いや、正確には『されかけたことがあるかもしれない』だ。なぜなら高坂にはそのときの記憶がないからだ。
知らないおじさん――顔なんてもう覚えていないので本当に知らない人かも不明だが――が当時欲しかった新発売のおもちゃをくれて「ぼく、一人? なら、おじさんと遊ぼう」と言った。そこまでしか記憶にない。
だから本当は誘拐なんかされていなくて、近所の優しいおじさんが構ってくれただけなのかもしれない。高坂が子供のころは今と違ってそういうことが許容されていた時代だった。
もちろん、当時にも変質者はいた。おもちゃに釣られた馬鹿な子供が性的虐待を受けてトラウマから記憶を封印しただけかもしれない。かもしれない。かもしれない、だ。
高坂が成人して十年が経った。いい頃合かもしれないなと思った。仕事漬けの八年間だったため、貯金も有給もたっぷりある。
上司に休暇の申請をすると「お前がいないと困るんだけどな」と渋い顔をしつつも丸一週間の休みを認めてくれた。
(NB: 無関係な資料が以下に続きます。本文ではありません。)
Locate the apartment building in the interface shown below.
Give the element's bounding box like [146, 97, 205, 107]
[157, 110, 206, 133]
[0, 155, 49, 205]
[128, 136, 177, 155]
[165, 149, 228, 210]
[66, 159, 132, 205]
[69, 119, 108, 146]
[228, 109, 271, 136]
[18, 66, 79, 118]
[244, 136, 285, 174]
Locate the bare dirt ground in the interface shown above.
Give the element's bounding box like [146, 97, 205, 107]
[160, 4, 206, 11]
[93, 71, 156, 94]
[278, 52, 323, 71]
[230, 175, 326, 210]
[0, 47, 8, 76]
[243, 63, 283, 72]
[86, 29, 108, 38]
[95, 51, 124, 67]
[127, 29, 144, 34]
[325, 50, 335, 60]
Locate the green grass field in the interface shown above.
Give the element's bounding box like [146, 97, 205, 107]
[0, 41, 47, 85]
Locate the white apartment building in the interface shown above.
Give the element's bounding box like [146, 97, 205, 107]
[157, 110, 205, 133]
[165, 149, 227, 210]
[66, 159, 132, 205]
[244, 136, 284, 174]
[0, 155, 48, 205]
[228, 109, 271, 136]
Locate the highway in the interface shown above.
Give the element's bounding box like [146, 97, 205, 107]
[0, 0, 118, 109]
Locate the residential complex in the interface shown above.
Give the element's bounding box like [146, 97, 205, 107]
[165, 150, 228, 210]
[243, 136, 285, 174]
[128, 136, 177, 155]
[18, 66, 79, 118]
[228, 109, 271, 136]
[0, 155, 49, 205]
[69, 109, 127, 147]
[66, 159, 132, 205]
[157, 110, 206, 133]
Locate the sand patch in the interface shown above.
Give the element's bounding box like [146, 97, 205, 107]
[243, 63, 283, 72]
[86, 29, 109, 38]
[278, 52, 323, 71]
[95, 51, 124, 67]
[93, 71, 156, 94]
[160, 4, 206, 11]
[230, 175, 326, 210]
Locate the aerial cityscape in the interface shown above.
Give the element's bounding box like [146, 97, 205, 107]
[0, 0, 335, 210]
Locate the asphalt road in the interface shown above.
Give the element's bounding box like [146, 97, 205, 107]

休みの初日、電車で一時間ほどかけて実家に戻る。久しぶりに会った母は以前よりも小さくなったように感じられた。「帰ってくるなら連絡くらいしなさい」だの「仕事はどうしたの」だのとうるさいが、その顔はどこか嬉しそうだ。
「仕事は一週間休みとった。ちょっとリフレッシュしようと思って」
本当の理由は言えない。
「あらそうなの? しばらくこっちにいるならあんたの部屋綺麗にしなきゃね」
「いや、いいよ。旅行にも行くつもりだからそんなに長くいるつもりないし」
あからさまに落胆するその姿に胸がちくりと痛む。さっさとこの件を決着させて親孝行でもしないといけない気にさせられた。
高坂は荷物をかつての自室に放り込むと、庭にある物置の中を調べることにした。
あのおもちゃがなにか分かれば、事件の日付が分かる。当時流行っていたアニメのおもちゃで当日に発売されたばかりのものだった。その前後の新聞を調べれば、誘拐事件なら結末まで一気に分かる。
一時間ほど物置をひっくり返した結果、件のおもちゃは見つかった。
いろいろなところが擦り切れていて、かなり使い込んだあとが窺える。自分のことなのに他人事のように考えている自分に気づき、大人になるというのはこういうことかと思った。
物置をもとあったように戻し終えたところで埃まみれになった姿を母に見つかり怒られた。母に怒られるなんて一体何年ぶりだろう。
風呂に入り、出ると父が帰ってきていた。
久しぶりに会った父は母同様、すっかり小さくなっていた。
「もっと帰って来い。母さんが寂しがってる」
晩酌に付き合っていると、父はただ一言ポツリと呟いた。そしてそれっきり黙ってしまった。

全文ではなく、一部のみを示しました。